Dr. Elliott Lee works at The Royal Mental Health Centre, where he treats a number of patients struggling from different sleep disorders. The most common among them is obstructive sleep apnea.
Apnea is a disorder characterized by pauses in breath during sleep. It has been linked to serious health problems including high blood pressure, heart disease, diabetes and cognitive problems.
Diagnosing patients can be difficult, Lee said.
Sleep test needed for diagnosis
In 2009, about 858,900 Canadian adults 18 years and older told the Public Health Agency of Canada that they have sleep apnea.
The agency also found three out of four Canadians reporting sleep apnea (75 per cent) were 45 years and older. The prevalence of reported sleep apnea in adult men was nearly double that in adult women.
"Ninety per cent of people who have it are [not diagnosed], so this is an issue," Lee said. "People just attribute it to, I'm tired, I am overworked, I am a little depressed, it is just that time of year or whatever ... but it really is a priority because it can have significant consequences if left untreated."
Rob Parks didn't know he was suffering from the disorder until his wife pushed him to get a sleep test.
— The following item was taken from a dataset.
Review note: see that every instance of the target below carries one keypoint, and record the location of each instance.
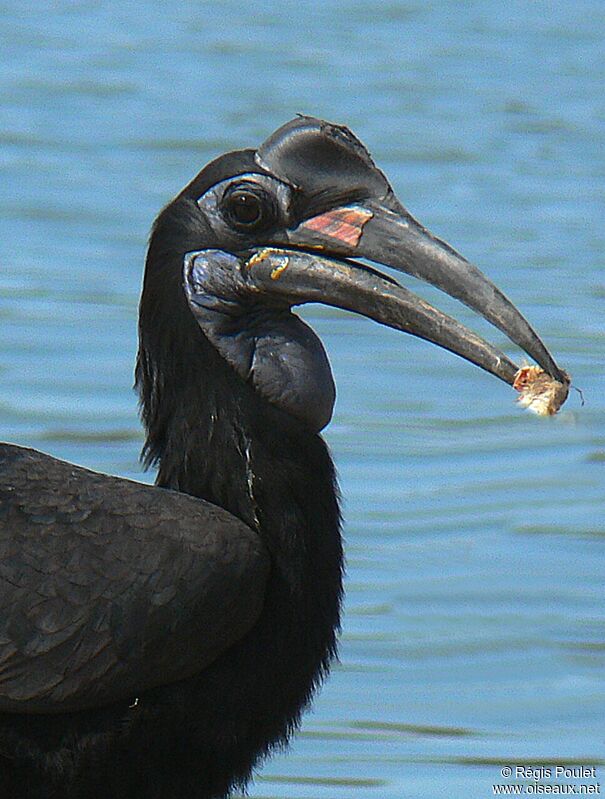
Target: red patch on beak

The procedure often involves an overnight visit to a hospital, where specialists monitor the patient's sleep patterns and vital signs.
Parks went for a test at Ottawa's Queensway Carleton Hospital for an overnight stay at the sleep laboratory. He learned he stopped breathing 77 times an hour.
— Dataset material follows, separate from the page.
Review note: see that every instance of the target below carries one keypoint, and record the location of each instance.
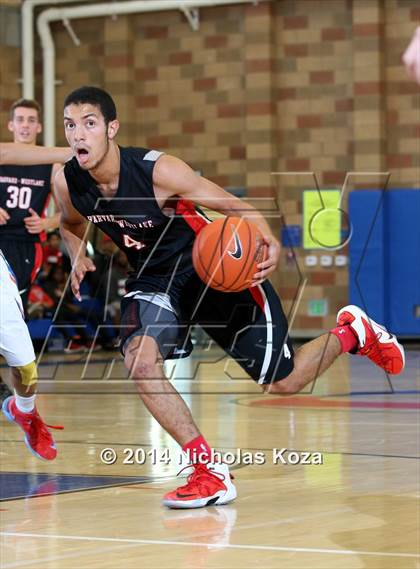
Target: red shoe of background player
(208, 485)
(375, 341)
(38, 438)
"I was at a high risk so they actually put me on a machine right away," Parks said.
Machine keeps airway open
A Continuous Positive Airway Pressure (CPAP) machine is commonly prescribed to patients suffering from apnea. The use of air pressure allows for people to maintain an open airway.
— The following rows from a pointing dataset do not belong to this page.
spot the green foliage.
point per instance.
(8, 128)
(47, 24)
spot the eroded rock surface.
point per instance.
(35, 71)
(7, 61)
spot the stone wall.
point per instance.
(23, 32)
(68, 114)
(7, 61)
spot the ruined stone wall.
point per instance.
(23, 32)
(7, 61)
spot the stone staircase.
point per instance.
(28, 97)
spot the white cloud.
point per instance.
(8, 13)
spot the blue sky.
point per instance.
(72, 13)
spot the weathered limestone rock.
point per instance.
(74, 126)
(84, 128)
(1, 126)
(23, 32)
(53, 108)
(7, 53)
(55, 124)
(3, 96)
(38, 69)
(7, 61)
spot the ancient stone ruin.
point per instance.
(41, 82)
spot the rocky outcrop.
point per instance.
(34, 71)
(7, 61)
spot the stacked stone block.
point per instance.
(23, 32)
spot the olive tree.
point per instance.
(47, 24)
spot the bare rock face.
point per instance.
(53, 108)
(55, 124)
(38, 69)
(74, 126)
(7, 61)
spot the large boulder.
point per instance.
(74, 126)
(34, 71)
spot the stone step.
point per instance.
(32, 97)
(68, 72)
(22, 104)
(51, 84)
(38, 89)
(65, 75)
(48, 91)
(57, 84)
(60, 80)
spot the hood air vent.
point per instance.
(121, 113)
Parks says he's grateful he was tested. He no longer experiences midday fatigue.
"You just feel like you're not tired anymore," Parks said. "You feel fine right throughout the day."
Lee said daytime sleepiness, gasps for breath and snoring are some of the most common warning signs for people who may be dealing with sleep apnea. He said people should speak to their family doctors first if they have ongoing concerns.
Lee also says sleep deprivation is a growing problem that comes with a hefty price tag.
"People don't realize how impaired they are when they are sleep deprived," he said.
In 2010, Statistics Canada found 46 per cent of Canadians cut into the time they spend sleeping in order to keep up with their lives.